Liquidators gonna liquidate (but they can’t adjudicate)
Historically, it has been a relatively common practice for liquidators for companies involved in construction contracts to adjudicate any dispute and then, if successful, sell on the claim to a third party to enforce.
Michael J Lonsdale (Electrical) Limited entered into a contract with Bresco Electrical Services Limited on 21 August 2014 for electrical installation works at a property at St James Square, London. Bresco was to provide the work in return for payment of £360,000.
Poor old Bresco went into liquidation on 12 March 2015. Bresco claimed payment of circa £200,000 for work carried out (amongst other things). Lonsdale disagreed. Bresco’s liquidators therefore commenced adjudication proceedings (which is the dispute resolution procedure for the construction industry). Lonsdale asked the court to determine whether the liquidators could do so.
The judge (Mr Justice Fraser) quite rightly interpreted the insolvency rules and found that they could not do so. When a liquidator is appointed, Rule 14.25 of the Insolvency Rules says that an account is taken of all debts, which includes (broadly) a set-off in respect of their “mutual dealings”. Therefore any money that remains owing is owed in accordance with the Insolvency Rules, not in accordance with a construction contract. That means that the claim is not covered by the Housing Grants, Construction and Regeneration Act 1996.

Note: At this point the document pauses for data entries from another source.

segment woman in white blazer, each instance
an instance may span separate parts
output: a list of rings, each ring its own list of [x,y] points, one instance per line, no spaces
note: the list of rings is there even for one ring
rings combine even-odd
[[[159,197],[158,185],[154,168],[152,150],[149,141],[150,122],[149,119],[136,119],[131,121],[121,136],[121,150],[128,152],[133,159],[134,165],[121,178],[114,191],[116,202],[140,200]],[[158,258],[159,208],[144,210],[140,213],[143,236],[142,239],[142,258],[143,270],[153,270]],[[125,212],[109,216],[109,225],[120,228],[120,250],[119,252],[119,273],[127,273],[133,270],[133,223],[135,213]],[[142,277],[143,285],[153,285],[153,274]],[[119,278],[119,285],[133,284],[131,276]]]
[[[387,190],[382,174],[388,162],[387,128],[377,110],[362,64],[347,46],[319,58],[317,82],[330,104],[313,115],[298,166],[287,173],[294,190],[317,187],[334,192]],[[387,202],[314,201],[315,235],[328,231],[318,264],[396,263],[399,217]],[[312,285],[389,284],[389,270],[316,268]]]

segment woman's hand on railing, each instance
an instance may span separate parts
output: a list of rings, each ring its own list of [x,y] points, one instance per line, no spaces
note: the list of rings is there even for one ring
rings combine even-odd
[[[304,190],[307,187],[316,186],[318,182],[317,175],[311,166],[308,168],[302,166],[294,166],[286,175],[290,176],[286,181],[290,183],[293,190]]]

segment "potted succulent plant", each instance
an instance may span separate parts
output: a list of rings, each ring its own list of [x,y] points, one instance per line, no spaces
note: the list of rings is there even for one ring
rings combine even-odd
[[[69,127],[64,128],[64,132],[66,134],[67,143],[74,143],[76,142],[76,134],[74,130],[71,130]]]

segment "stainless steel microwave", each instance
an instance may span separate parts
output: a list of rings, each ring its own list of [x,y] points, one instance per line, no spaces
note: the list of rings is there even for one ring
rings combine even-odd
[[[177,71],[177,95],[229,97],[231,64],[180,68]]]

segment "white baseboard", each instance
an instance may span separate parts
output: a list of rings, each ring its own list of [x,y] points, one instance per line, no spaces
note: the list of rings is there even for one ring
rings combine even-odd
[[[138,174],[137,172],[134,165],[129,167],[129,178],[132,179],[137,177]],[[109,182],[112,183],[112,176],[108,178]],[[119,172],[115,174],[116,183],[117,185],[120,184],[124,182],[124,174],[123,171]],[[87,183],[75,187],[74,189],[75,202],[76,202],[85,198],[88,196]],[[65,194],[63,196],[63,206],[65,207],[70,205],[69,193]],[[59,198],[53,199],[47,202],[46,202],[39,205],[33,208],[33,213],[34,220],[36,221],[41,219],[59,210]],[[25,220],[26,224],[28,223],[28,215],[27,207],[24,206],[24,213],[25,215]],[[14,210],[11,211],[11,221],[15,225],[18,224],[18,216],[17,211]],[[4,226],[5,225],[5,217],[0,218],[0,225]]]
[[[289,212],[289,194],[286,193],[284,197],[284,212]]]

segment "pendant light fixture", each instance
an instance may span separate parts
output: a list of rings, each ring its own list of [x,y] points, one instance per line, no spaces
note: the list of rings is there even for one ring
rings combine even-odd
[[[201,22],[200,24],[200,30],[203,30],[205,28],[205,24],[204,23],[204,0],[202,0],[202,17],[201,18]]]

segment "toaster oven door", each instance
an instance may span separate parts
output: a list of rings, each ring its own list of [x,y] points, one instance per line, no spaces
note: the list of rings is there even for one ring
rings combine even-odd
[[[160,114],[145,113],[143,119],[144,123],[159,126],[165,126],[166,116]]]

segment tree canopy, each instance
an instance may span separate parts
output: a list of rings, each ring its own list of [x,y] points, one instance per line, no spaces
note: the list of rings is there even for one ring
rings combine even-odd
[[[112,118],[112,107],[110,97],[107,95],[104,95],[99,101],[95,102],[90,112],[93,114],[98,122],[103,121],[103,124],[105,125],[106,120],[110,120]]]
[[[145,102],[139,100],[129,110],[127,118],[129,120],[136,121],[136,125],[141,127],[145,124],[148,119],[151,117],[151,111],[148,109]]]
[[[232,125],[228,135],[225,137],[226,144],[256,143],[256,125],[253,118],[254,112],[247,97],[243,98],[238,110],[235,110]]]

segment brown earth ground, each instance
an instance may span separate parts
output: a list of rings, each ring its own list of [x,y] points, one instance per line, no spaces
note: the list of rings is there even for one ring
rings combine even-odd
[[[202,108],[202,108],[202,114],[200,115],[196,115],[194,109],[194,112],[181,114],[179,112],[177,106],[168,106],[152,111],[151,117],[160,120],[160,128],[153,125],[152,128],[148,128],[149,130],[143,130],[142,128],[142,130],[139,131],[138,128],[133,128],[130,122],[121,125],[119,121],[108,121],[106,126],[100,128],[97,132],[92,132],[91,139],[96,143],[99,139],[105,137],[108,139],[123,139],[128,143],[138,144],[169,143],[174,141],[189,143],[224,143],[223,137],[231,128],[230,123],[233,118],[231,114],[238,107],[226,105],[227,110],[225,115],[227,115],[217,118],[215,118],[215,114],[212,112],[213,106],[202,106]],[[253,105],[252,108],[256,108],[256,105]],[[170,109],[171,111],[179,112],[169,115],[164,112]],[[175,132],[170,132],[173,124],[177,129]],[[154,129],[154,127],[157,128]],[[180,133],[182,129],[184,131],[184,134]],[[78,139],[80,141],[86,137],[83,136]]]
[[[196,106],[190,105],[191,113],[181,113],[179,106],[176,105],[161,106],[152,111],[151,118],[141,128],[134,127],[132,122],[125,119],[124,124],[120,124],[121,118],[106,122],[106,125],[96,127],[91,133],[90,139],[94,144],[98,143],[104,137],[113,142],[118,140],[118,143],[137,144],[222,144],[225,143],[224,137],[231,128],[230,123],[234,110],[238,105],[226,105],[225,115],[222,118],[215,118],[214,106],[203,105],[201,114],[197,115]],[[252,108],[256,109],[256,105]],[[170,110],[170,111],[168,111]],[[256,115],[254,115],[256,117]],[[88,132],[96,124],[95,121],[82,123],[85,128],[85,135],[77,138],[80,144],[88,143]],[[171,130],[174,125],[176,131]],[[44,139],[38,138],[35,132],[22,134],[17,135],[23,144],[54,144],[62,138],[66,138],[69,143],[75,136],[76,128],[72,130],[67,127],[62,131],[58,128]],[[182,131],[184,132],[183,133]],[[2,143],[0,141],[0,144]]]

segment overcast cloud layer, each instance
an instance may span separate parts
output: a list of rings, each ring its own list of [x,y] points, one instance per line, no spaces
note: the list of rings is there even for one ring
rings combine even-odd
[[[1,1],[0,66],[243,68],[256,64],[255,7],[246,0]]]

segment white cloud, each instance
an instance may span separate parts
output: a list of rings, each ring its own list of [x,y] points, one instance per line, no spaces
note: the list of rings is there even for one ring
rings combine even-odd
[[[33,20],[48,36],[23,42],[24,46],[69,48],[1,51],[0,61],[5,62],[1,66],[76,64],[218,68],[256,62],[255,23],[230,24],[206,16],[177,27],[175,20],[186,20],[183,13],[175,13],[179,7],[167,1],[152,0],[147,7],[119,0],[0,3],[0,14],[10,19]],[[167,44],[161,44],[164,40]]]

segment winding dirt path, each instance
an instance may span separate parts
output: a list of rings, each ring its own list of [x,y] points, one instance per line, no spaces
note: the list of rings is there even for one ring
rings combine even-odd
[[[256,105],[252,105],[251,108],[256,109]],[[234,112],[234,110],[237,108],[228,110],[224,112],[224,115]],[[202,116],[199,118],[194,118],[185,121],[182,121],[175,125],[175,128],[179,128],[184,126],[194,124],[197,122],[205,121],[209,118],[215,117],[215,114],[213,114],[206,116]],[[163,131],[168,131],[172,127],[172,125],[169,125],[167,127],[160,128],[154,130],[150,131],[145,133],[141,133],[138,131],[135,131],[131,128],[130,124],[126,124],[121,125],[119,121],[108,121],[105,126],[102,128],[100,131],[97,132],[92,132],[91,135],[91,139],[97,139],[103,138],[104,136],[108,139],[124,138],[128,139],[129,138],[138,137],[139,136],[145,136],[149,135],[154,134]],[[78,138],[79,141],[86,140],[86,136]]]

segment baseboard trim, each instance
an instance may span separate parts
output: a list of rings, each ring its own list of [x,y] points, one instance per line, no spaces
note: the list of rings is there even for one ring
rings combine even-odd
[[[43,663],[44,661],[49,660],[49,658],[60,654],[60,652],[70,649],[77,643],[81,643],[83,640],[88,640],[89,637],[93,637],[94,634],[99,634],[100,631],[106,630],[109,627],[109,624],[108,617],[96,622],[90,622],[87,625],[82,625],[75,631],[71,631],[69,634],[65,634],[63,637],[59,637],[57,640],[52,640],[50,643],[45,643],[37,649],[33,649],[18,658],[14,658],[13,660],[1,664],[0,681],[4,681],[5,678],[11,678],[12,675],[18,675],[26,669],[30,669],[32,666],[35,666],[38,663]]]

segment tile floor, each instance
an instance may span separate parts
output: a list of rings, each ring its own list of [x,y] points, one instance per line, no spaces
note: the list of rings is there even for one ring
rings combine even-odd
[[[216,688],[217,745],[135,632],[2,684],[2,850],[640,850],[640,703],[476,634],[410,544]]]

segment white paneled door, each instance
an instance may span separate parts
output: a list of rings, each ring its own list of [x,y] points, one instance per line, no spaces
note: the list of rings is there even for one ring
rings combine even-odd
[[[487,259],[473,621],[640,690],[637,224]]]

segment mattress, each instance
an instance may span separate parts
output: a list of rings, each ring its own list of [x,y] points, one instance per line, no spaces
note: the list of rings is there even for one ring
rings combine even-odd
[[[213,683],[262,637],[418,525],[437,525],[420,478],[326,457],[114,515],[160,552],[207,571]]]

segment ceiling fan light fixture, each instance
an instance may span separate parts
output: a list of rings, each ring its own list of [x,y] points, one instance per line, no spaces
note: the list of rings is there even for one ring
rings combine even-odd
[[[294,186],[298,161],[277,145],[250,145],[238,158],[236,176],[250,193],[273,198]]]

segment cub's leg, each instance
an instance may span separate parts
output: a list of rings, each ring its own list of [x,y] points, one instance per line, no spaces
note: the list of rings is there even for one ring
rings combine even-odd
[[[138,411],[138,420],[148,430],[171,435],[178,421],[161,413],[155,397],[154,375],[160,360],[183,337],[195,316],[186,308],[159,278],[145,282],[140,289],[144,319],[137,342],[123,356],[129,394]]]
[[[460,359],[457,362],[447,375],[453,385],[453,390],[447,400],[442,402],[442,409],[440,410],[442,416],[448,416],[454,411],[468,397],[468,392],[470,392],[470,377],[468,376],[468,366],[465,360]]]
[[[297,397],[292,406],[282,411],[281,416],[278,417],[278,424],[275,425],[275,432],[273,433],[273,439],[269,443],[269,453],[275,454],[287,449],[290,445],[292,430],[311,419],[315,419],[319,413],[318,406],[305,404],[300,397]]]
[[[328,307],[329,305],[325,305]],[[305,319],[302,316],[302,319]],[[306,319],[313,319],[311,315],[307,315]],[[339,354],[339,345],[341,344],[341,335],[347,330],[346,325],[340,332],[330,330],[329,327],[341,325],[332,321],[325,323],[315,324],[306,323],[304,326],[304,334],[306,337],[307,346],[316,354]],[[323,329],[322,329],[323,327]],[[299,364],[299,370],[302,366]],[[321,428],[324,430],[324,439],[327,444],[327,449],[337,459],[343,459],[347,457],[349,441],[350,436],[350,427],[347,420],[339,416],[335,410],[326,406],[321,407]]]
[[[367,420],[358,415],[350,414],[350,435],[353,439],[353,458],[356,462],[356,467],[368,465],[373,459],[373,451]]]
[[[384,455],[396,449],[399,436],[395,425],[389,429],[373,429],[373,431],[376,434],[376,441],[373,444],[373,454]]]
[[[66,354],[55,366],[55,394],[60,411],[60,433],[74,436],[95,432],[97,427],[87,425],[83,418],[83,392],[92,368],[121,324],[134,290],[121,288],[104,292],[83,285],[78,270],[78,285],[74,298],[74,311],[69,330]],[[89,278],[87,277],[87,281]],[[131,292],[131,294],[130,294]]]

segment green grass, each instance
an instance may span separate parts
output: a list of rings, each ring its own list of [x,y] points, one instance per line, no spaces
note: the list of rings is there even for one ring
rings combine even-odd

So Insolvency Practitioners cannot refer money claims to adjudication. Or, rather, if they do the decision will be unenforceable at court.
There may still be a place for adjudication in insolvency proceedings. The company in liquidation could refer a question arising under the construction contract, rather than a money claim. A party is entitled to refer a dispute “at any time”, which will no doubt be the subject of future proceedings soon. Moreover, this decision only applies to statutory adjudication; it is not clear whether contractual adjudication would produce the same effect, particularly if the adjudication clause were very carefully drafted.